Raleigh earns GFOA Triple Crown for financial reporting
Raleigh won GFOA’s Triple Crown after clearing three reporting tests in one fiscal year, a rare mark earned by just 441 governments in the U.S. and Canada.

Raleigh’s new financial reporting award is really a test of how clearly city hall can explain taxes, debt and spending to the people who pay them. On June 16, 2026, the Government Finance Officers Association of the United States and Canada named Raleigh a 2024 Triple Crown Winner, putting the city in a small group recognized for financial reporting that is both complete and public-facing.
The Triple Crown combines three separate honors in a single fiscal year: the Certificate of Achievement for Excellence in Financial Reporting, the Popular Annual Financial Reporting Award and the Distinguished Budget Presentation Award. For Raleigh residents, that matters less as a trophy case item than as a sign that the city’s annual reports and budget documents are meant to be readable enough for ordinary people to track where money goes, how debt is managed and what priorities are being funded. Raleigh’s budget portal already offers a dashboard and an archive of past budget documents and annual reports, including the Annual Comprehensive Financial Report and the Popular Annual Financial Report.

The recognition is also unusually selective. Raleigh said it was one of 441 governments in the United States and Canada to receive the Triple Crown, out of more than 22,000 incorporated municipalities across the two countries. The GFOA established the Certificate of Achievement program in 1945 to push governments beyond minimum accounting requirements, and it asks participating governments to submit their report within six months of the end of the fiscal year, followed by a review process that typically takes another six months.
At City Hall, the award lands in the middle of the finance operation overseen by Allison Bradsher, Raleigh’s chief financial officer. Bradsher joined the city in 2009 and was promoted to CFO in 2017. She oversees treasury and debt management, financial reporting and accounting, revenue services, risk management, procurement services, financial technology and compliance, and payroll services. In the city’s announcement, Bradsher said timely and accurate financial information is the foundation of transparency, trust and accountability.
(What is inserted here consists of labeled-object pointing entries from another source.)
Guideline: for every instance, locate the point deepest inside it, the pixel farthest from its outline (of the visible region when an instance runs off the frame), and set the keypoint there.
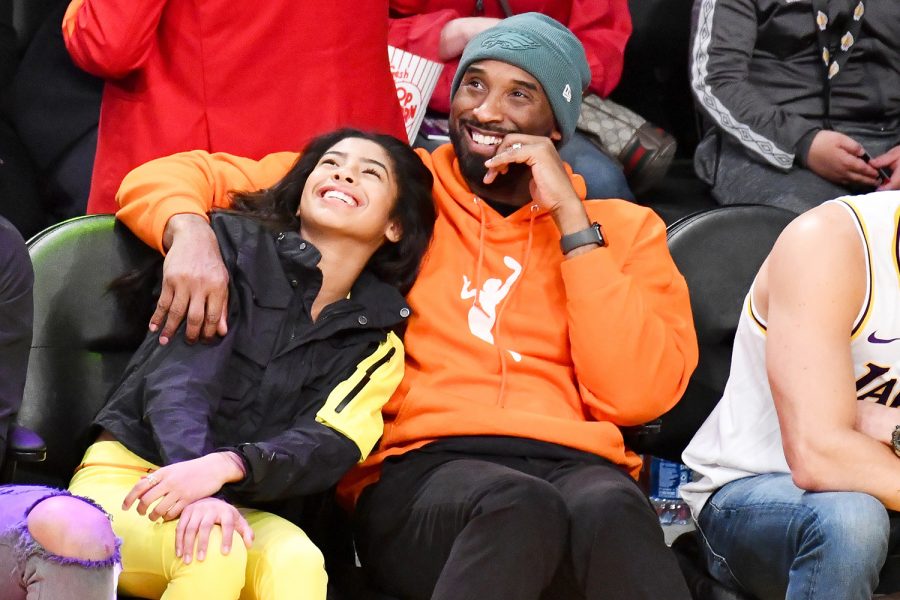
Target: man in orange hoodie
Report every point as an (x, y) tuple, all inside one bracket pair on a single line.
[(536, 334)]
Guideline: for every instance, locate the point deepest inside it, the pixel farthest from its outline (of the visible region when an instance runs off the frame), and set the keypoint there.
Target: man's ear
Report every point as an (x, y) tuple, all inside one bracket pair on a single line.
[(394, 231)]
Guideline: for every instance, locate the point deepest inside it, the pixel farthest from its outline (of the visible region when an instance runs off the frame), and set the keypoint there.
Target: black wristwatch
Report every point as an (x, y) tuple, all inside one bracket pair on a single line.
[(895, 440), (591, 235)]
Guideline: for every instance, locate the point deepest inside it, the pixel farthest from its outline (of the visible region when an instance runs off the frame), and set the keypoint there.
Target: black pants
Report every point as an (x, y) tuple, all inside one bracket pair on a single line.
[(445, 525)]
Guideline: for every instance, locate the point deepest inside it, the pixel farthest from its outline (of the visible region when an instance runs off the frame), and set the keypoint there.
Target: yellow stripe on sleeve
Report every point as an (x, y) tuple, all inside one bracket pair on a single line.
[(353, 407)]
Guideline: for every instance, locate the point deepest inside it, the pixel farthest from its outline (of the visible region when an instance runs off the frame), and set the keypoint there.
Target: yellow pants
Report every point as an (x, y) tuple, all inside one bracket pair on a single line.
[(282, 562)]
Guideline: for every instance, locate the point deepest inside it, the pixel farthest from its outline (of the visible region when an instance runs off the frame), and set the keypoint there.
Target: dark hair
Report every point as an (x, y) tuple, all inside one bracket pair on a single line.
[(396, 263)]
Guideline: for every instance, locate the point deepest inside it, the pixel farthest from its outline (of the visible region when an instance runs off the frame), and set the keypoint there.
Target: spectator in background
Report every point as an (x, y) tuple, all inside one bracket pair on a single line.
[(249, 78), (781, 133), (440, 29), (55, 108), (52, 544)]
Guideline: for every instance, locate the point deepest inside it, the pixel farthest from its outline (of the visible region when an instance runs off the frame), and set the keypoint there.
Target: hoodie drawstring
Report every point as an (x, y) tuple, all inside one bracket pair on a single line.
[(500, 349), (481, 233)]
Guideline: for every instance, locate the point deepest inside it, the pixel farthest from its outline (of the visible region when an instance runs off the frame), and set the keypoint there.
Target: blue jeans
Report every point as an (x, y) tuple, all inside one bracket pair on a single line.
[(602, 176), (768, 537)]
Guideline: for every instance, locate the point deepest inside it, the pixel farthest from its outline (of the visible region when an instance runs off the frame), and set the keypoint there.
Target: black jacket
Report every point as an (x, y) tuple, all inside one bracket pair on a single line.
[(299, 401), (757, 73)]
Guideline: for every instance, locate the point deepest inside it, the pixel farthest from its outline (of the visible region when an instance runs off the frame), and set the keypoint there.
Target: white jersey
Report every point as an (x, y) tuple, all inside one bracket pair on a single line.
[(741, 437)]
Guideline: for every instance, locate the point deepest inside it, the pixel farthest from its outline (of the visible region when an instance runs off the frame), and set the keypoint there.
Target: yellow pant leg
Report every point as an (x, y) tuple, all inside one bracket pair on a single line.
[(150, 567), (282, 563)]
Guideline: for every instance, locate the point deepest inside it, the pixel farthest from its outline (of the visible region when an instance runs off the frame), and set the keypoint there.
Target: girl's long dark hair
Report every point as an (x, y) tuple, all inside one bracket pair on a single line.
[(394, 263)]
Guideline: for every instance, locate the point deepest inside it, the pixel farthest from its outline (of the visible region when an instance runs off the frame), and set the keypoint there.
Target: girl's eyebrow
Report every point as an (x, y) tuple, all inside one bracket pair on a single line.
[(368, 160)]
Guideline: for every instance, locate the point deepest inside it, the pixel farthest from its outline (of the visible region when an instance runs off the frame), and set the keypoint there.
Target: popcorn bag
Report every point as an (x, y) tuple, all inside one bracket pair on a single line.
[(416, 78)]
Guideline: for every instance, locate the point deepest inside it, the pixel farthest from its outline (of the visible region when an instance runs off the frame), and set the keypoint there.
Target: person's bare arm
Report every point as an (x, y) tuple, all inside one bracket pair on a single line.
[(816, 285), (165, 202), (195, 282)]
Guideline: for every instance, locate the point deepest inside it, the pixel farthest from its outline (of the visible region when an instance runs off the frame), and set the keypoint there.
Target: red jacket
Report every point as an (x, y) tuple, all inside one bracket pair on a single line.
[(248, 78), (603, 26)]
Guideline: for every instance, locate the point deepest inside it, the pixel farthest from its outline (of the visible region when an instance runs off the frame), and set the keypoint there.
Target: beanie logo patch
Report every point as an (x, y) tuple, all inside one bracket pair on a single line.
[(510, 41)]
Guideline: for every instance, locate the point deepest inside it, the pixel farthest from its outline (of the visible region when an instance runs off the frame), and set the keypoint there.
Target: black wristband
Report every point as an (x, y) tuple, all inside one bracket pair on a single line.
[(591, 235)]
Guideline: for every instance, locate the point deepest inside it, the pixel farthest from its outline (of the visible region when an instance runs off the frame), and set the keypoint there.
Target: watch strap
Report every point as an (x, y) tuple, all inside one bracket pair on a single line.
[(895, 440), (591, 235)]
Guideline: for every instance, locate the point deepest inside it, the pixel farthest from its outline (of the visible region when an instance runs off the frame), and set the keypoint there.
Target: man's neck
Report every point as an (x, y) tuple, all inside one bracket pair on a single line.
[(515, 194)]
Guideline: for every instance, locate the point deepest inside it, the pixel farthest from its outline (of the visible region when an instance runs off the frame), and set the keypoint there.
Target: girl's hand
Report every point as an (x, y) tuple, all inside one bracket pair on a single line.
[(180, 484), (196, 523)]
Raleigh also tied the announcement to a broader civic mood, noting the Carolina Hurricanes’ Stanley Cup win on Sunday night before the city’s own news. But the deeper measure of the Triple Crown is not celebration. It is whether Raleigh’s budget, debt and spending records stay accessible enough for residents in neighborhoods from East Raleigh to North Raleigh to scrutinize what the city is promising and what it is actually funding.